9.7 AI in Modeling

AI is transforming the modeling process itself. Automated Machine Learning (AutoML) platforms can automatically test hundreds of model configurations — selecting algorithms, tuning hyperparameters, and engineering features — in the time it would take an analyst to manually evaluate a handful (Baratchi et al. 2024). Tools like H2O.ai, Google AutoML, and tidymodels in R make this capability accessible.

Large language models are adding another layer of assistance. An analyst can describe a modeling task in natural language — “build a logistic regression predicting customer churn using these five variables” — and an AI assistant like Claude Code can generate the R code, explain the output, and suggest improvements (Tornede et al. 2024).

However, AutoML and AI assistants do not eliminate the need for human judgment. They can optimize within a framework, but they cannot tell you whether the framework is right. Is churn the right outcome to predict, or should you be modeling customer lifetime value instead? Are the features ethically appropriate, or do they encode protected characteristics through proxies? Is the model interpretable enough for the stakeholders who will act on it?

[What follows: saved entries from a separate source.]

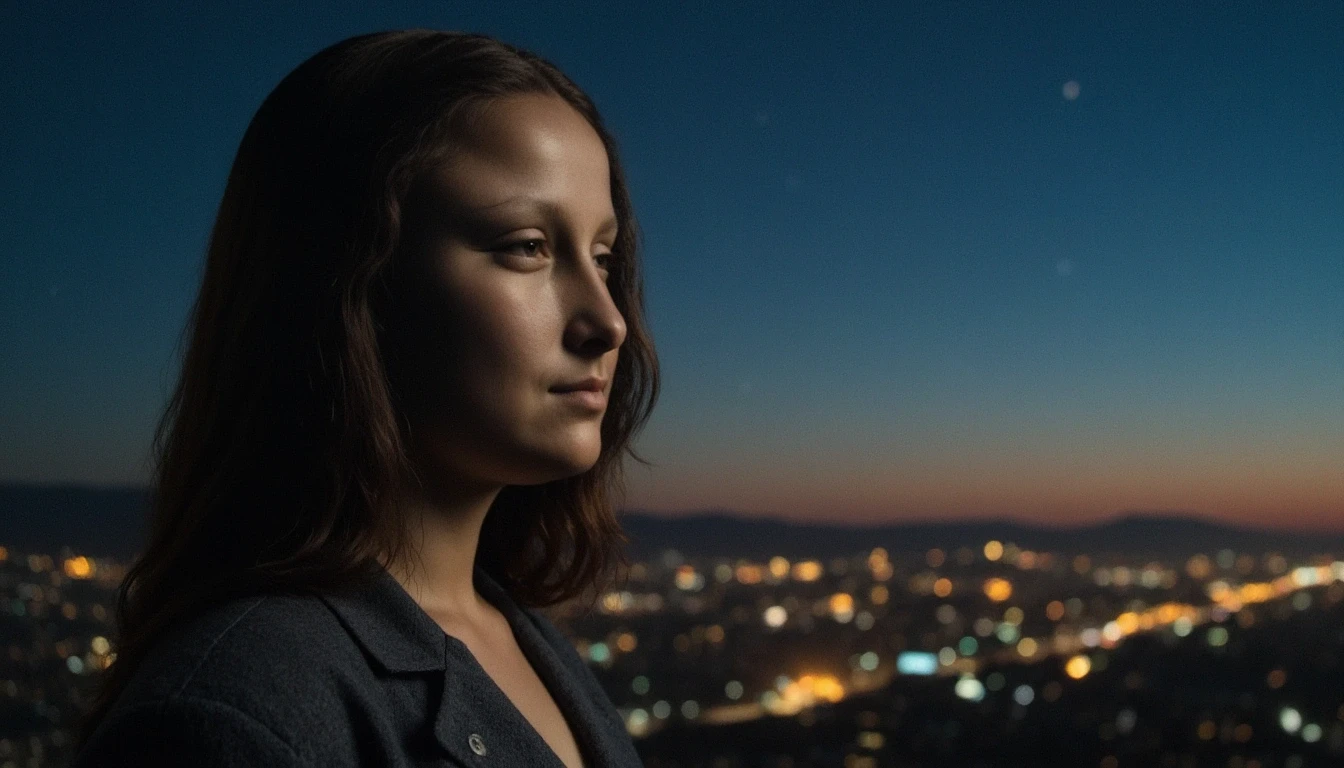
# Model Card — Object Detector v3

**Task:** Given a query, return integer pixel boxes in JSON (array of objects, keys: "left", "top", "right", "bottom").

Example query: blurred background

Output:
[{"left": 2, "top": 1, "right": 1341, "bottom": 766}]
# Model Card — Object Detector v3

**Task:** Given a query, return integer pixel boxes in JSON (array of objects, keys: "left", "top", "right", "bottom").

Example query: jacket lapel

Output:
[
  {"left": 477, "top": 569, "right": 644, "bottom": 767},
  {"left": 432, "top": 640, "right": 569, "bottom": 768}
]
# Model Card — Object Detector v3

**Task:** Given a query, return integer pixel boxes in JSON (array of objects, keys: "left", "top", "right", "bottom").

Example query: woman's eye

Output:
[{"left": 502, "top": 239, "right": 545, "bottom": 258}]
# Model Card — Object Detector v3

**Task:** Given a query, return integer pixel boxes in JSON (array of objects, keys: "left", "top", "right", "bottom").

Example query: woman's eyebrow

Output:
[{"left": 478, "top": 195, "right": 618, "bottom": 236}]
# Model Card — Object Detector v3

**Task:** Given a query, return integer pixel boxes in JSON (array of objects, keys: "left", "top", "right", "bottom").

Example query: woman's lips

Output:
[{"left": 551, "top": 388, "right": 606, "bottom": 411}]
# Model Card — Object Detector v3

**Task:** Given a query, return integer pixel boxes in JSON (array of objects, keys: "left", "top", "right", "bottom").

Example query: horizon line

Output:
[{"left": 4, "top": 480, "right": 1340, "bottom": 536}]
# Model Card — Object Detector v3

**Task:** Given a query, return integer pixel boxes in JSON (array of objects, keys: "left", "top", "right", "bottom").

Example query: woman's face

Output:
[{"left": 386, "top": 92, "right": 626, "bottom": 491}]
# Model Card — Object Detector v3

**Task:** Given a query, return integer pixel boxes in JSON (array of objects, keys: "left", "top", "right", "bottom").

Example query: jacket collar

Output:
[
  {"left": 318, "top": 560, "right": 641, "bottom": 767},
  {"left": 317, "top": 561, "right": 467, "bottom": 674}
]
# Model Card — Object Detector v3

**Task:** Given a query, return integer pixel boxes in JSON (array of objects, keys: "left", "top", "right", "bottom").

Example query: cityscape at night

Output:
[{"left": 3, "top": 487, "right": 1343, "bottom": 767}]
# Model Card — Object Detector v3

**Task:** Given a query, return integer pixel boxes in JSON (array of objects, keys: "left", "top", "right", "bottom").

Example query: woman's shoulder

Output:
[
  {"left": 516, "top": 602, "right": 626, "bottom": 715},
  {"left": 518, "top": 603, "right": 586, "bottom": 668},
  {"left": 77, "top": 592, "right": 369, "bottom": 767},
  {"left": 120, "top": 591, "right": 360, "bottom": 705}
]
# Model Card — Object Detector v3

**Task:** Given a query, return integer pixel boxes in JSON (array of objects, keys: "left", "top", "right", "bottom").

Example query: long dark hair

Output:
[{"left": 78, "top": 29, "right": 658, "bottom": 746}]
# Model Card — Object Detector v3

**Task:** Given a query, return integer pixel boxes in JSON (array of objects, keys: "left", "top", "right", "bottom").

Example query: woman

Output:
[{"left": 73, "top": 29, "right": 658, "bottom": 767}]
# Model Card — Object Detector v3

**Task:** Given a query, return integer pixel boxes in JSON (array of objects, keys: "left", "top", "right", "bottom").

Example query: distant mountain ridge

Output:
[
  {"left": 1, "top": 483, "right": 150, "bottom": 559},
  {"left": 617, "top": 510, "right": 1344, "bottom": 559},
  {"left": 1, "top": 483, "right": 1340, "bottom": 560}
]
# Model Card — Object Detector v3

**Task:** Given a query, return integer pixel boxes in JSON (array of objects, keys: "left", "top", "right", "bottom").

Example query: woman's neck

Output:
[{"left": 381, "top": 481, "right": 502, "bottom": 623}]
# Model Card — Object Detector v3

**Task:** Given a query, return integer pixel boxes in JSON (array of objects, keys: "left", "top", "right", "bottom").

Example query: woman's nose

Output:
[{"left": 562, "top": 257, "right": 627, "bottom": 358}]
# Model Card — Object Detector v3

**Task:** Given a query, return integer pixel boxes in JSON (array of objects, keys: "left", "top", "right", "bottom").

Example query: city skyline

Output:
[
  {"left": 3, "top": 2, "right": 1341, "bottom": 530},
  {"left": 5, "top": 533, "right": 1343, "bottom": 765}
]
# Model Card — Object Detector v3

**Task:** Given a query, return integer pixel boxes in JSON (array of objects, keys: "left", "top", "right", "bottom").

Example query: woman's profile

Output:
[{"left": 72, "top": 29, "right": 657, "bottom": 767}]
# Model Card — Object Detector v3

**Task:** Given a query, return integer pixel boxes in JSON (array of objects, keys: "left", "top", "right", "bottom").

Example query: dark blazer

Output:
[{"left": 72, "top": 564, "right": 644, "bottom": 767}]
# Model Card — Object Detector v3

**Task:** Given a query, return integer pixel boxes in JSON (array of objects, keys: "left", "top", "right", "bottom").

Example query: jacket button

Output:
[{"left": 468, "top": 733, "right": 487, "bottom": 756}]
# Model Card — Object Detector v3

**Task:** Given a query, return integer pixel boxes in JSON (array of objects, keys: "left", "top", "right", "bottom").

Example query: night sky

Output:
[{"left": 3, "top": 2, "right": 1341, "bottom": 530}]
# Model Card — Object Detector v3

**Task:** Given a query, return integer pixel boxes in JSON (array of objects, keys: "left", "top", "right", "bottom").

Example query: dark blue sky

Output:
[{"left": 3, "top": 1, "right": 1341, "bottom": 529}]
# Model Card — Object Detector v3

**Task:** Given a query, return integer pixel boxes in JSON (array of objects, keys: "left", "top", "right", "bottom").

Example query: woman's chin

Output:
[{"left": 512, "top": 442, "right": 602, "bottom": 485}]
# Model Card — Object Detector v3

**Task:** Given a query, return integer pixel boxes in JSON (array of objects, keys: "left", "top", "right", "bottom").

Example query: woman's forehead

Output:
[
  {"left": 440, "top": 96, "right": 610, "bottom": 193},
  {"left": 433, "top": 93, "right": 612, "bottom": 212}
]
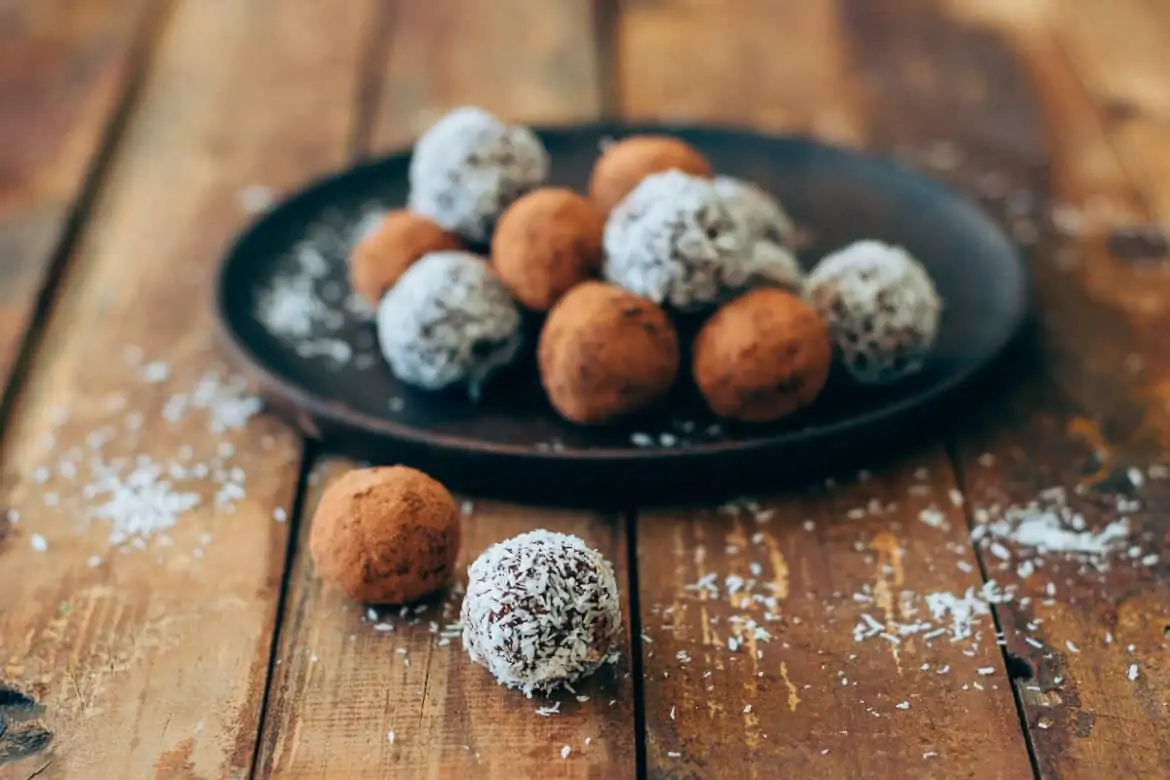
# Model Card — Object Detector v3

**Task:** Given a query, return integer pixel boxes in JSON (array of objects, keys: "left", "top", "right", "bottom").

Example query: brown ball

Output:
[
  {"left": 539, "top": 281, "right": 680, "bottom": 425},
  {"left": 692, "top": 288, "right": 832, "bottom": 423},
  {"left": 491, "top": 187, "right": 605, "bottom": 312},
  {"left": 348, "top": 210, "right": 461, "bottom": 305},
  {"left": 308, "top": 465, "right": 461, "bottom": 604},
  {"left": 588, "top": 135, "right": 713, "bottom": 214}
]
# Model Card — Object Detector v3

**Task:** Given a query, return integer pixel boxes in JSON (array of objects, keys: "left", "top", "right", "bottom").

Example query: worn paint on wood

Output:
[{"left": 0, "top": 1, "right": 376, "bottom": 777}]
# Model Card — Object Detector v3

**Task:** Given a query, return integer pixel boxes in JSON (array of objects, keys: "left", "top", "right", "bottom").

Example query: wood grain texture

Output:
[
  {"left": 932, "top": 0, "right": 1170, "bottom": 776},
  {"left": 618, "top": 2, "right": 1030, "bottom": 777},
  {"left": 0, "top": 0, "right": 158, "bottom": 405},
  {"left": 0, "top": 1, "right": 375, "bottom": 777},
  {"left": 258, "top": 2, "right": 636, "bottom": 777},
  {"left": 258, "top": 460, "right": 636, "bottom": 778}
]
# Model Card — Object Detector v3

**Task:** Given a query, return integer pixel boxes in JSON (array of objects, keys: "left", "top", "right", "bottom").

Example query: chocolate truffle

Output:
[
  {"left": 348, "top": 210, "right": 461, "bottom": 306},
  {"left": 588, "top": 134, "right": 713, "bottom": 214},
  {"left": 377, "top": 250, "right": 522, "bottom": 400},
  {"left": 461, "top": 529, "right": 623, "bottom": 697},
  {"left": 692, "top": 287, "right": 832, "bottom": 423},
  {"left": 491, "top": 187, "right": 604, "bottom": 312},
  {"left": 806, "top": 239, "right": 942, "bottom": 385},
  {"left": 713, "top": 175, "right": 797, "bottom": 246},
  {"left": 309, "top": 466, "right": 460, "bottom": 604},
  {"left": 538, "top": 281, "right": 679, "bottom": 425},
  {"left": 602, "top": 169, "right": 756, "bottom": 312},
  {"left": 408, "top": 106, "right": 549, "bottom": 243}
]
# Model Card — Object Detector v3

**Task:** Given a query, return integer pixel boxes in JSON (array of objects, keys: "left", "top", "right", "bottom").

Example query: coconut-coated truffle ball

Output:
[
  {"left": 348, "top": 210, "right": 461, "bottom": 305},
  {"left": 538, "top": 281, "right": 679, "bottom": 425},
  {"left": 309, "top": 466, "right": 460, "bottom": 604},
  {"left": 713, "top": 175, "right": 797, "bottom": 247},
  {"left": 693, "top": 288, "right": 832, "bottom": 423},
  {"left": 461, "top": 529, "right": 623, "bottom": 697},
  {"left": 603, "top": 169, "right": 757, "bottom": 312},
  {"left": 377, "top": 250, "right": 522, "bottom": 400},
  {"left": 588, "top": 134, "right": 713, "bottom": 215},
  {"left": 408, "top": 106, "right": 549, "bottom": 243},
  {"left": 806, "top": 239, "right": 942, "bottom": 385},
  {"left": 491, "top": 187, "right": 604, "bottom": 312}
]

The principles covered in this chapter — parsimony, generalizability, validation, and ethical responsibility — are the lens through which AI-generated models must be evaluated. AI accelerates the mechanics of modeling; human judgment determines whether the model serves its intended purpose.

Example: AI-Assisted Model Building

Prompt to Claude Code: Using the mtcars dataset, build a model to predict mpg. Try a few approaches and tell me which one generalizes best.

The AI might generate code that fits linear regression, ridge regression, and a random forest, evaluates each with cross-validation, and reports comparative RMSE values. The analyst’s job is to ask: Does the best-performing model make sense for my audience? Can I explain it to a non-technical stakeholder? Are the features it relies on available in the production environment?